Embodiments of the inventive subject matter generally relate to the field of computer systems, and, more particularly, to selectable event reporting for virtualized partitioned systems.
As the number of partitions on highly virtualized large computing systems rises to the thousands, the task of notifying operating systems running on those partitions of errors that occur on the underlying platform hardware becomes more time and resource consuming. The number of events that may occur combined with the number of partitions that may be running in a highly virtualized system presents challenges on the service infrastructure for passing service events to each of the active partitions and in process partitions that will be activated within a given time window of the error occurrence. The hypervisor typically must save the error log and distribute it to any partition that is activated within a specified time window of the occurrence of the event.
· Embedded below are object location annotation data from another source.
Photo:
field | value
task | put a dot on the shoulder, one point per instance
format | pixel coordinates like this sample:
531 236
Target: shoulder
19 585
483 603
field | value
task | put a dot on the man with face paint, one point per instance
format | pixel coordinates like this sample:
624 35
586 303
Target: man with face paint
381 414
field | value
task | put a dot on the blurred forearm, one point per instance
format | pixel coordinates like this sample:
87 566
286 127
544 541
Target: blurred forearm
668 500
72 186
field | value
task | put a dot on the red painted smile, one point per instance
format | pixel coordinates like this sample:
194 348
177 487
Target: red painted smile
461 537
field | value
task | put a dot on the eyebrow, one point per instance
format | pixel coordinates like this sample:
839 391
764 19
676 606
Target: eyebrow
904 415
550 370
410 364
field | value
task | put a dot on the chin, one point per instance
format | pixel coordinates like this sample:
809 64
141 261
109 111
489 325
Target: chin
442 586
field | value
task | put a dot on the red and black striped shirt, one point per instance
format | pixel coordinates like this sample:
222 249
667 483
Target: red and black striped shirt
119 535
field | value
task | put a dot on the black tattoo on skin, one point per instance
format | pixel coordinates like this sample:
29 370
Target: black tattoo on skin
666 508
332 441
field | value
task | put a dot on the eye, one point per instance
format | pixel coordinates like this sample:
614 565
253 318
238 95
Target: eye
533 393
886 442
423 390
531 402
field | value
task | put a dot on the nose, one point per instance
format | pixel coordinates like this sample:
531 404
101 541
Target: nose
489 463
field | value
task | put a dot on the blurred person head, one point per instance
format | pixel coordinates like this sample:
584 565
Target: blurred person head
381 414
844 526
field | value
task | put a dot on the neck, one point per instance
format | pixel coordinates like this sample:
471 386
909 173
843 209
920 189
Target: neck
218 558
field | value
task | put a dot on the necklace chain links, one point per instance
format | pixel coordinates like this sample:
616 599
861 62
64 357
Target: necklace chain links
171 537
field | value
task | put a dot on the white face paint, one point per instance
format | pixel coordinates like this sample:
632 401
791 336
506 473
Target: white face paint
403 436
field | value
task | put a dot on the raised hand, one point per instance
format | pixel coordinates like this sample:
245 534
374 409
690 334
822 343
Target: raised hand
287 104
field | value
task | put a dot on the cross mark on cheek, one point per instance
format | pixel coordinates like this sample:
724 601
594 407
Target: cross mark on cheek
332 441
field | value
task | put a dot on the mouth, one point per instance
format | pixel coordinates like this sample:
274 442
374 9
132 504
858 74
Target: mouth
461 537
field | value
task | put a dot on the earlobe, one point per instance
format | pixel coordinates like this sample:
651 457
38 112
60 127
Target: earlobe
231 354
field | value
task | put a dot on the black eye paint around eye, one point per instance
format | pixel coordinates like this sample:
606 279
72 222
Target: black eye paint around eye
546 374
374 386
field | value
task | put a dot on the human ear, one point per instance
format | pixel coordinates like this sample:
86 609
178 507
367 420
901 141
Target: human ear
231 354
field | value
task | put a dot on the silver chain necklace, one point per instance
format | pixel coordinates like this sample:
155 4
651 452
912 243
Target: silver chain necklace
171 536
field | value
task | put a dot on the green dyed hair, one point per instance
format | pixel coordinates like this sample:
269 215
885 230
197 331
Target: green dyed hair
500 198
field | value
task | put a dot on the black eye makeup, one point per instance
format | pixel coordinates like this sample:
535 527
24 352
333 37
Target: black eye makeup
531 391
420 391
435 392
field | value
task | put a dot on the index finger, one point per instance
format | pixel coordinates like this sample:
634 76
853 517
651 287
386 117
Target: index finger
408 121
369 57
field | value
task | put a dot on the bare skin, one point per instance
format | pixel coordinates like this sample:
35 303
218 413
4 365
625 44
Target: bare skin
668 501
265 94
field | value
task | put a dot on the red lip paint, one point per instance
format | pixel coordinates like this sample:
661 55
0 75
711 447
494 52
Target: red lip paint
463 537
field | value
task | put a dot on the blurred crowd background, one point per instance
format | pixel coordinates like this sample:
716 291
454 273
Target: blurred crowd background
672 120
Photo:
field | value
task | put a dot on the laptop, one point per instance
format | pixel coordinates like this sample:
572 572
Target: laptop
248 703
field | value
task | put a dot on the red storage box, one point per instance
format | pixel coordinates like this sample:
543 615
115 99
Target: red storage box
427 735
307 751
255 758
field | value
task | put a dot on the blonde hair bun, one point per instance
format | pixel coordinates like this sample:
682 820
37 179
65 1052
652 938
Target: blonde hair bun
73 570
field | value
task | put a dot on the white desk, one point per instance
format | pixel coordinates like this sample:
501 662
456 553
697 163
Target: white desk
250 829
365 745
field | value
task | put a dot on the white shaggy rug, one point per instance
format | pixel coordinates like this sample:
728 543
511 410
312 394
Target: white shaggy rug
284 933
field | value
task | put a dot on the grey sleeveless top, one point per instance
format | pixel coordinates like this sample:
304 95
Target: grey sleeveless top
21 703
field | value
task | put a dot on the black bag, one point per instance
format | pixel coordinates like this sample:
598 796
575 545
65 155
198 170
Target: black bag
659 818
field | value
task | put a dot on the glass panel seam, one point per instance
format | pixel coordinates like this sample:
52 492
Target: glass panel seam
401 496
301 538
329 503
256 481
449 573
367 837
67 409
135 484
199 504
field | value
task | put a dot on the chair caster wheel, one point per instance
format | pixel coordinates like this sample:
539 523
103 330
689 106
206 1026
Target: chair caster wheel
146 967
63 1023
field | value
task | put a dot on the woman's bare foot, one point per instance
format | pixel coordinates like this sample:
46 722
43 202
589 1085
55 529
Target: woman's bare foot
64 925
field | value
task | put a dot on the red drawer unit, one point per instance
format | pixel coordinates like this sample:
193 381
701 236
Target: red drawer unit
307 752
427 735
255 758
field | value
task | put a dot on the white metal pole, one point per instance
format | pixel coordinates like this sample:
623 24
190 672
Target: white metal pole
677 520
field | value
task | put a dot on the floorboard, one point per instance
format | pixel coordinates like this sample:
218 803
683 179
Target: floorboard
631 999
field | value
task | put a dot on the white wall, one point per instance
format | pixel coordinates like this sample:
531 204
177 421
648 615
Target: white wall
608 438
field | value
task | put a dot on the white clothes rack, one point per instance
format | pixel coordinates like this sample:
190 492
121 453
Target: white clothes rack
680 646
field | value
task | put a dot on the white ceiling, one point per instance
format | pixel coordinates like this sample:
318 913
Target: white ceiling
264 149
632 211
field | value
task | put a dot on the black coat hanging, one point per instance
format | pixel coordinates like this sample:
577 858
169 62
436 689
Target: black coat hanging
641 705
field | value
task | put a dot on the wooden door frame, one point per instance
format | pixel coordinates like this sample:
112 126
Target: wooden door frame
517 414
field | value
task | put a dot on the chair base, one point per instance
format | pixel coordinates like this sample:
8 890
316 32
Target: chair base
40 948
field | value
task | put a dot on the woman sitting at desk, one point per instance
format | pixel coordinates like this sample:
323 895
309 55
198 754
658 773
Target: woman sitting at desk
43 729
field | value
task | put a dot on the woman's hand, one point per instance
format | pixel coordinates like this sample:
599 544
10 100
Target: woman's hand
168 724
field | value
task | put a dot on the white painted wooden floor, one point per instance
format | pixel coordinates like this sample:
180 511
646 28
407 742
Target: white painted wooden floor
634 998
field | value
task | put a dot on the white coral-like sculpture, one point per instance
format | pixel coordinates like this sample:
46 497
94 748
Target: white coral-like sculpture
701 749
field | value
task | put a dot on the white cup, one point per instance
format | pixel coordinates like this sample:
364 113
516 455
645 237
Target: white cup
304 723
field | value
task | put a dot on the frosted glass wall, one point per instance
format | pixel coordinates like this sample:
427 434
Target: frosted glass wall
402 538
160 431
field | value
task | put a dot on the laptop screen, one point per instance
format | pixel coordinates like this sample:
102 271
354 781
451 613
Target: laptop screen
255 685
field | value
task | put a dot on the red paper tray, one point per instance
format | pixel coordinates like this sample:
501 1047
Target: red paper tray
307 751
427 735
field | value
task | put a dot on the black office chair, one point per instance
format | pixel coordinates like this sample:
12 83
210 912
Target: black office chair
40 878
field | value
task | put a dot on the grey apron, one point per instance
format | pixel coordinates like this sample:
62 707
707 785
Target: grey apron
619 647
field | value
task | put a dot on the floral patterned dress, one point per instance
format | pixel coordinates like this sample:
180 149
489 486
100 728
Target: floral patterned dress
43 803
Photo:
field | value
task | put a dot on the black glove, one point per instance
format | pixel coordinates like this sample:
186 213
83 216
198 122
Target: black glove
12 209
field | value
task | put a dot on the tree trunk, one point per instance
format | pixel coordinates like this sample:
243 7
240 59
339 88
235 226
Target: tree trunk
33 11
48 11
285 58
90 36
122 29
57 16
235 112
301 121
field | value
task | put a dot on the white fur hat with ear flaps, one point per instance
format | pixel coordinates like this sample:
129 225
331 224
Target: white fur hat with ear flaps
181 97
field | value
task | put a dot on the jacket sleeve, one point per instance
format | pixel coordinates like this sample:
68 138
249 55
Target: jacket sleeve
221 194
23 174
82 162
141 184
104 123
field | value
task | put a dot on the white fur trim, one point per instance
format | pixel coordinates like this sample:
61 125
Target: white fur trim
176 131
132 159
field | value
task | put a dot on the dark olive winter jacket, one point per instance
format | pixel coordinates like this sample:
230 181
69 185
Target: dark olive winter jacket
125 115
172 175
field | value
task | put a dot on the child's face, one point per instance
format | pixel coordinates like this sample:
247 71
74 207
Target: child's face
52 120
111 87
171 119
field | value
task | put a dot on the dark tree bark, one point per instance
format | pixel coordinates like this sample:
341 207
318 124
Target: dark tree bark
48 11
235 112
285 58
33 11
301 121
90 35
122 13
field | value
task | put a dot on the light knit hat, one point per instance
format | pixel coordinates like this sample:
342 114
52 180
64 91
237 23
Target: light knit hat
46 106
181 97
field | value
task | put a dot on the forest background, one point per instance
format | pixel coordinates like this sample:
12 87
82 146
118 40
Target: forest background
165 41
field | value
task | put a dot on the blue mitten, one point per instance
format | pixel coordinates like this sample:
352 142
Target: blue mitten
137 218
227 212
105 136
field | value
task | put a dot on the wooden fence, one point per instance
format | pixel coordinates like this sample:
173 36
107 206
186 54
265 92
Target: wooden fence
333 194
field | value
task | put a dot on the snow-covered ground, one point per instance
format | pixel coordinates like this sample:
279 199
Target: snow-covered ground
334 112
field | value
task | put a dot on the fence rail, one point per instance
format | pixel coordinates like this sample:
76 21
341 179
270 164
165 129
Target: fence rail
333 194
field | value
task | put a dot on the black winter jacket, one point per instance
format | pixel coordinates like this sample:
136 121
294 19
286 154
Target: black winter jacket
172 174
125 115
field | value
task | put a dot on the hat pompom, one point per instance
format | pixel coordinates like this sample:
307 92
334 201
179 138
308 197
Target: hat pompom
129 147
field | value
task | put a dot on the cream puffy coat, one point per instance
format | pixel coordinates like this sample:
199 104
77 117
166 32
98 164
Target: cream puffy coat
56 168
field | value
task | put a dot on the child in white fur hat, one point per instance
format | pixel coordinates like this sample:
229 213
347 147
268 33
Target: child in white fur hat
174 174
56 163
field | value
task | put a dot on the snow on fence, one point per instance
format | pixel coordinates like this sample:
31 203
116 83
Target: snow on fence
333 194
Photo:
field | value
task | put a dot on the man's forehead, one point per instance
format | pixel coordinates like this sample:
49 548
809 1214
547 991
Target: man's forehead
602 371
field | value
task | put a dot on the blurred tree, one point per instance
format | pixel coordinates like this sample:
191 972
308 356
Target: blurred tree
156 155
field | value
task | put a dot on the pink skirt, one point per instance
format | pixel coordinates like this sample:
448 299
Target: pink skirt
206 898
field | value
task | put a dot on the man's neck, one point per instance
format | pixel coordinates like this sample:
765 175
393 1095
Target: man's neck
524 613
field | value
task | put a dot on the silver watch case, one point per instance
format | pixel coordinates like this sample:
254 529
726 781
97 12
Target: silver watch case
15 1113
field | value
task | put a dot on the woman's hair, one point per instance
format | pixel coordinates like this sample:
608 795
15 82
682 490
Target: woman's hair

Further, most of the underlying hardware is virtualized to the partitions, so reporting underlying platform events to only affected partitions is generally not possible because the hardware resources are not owned by any specific partition, but are virtualized to all partitions. As a result, hardware events are typically reported to all active partitions.
The stress on system resources caused by having to report events to many partitions can be exacerbated when the partitions are configured to report the events to a management console. In such cases, each of the partitions receiving the event also reports the event to a management console. Thus there can be thousands of partitions all reporting the same event to a management console, resulting in greatly increased overhead in processing the event. This is important because if the service infrastructure is busy performing event notification, then there can be delays processing other tasks normally performed by the partition or delays in processing exception system operation hypervisor requests.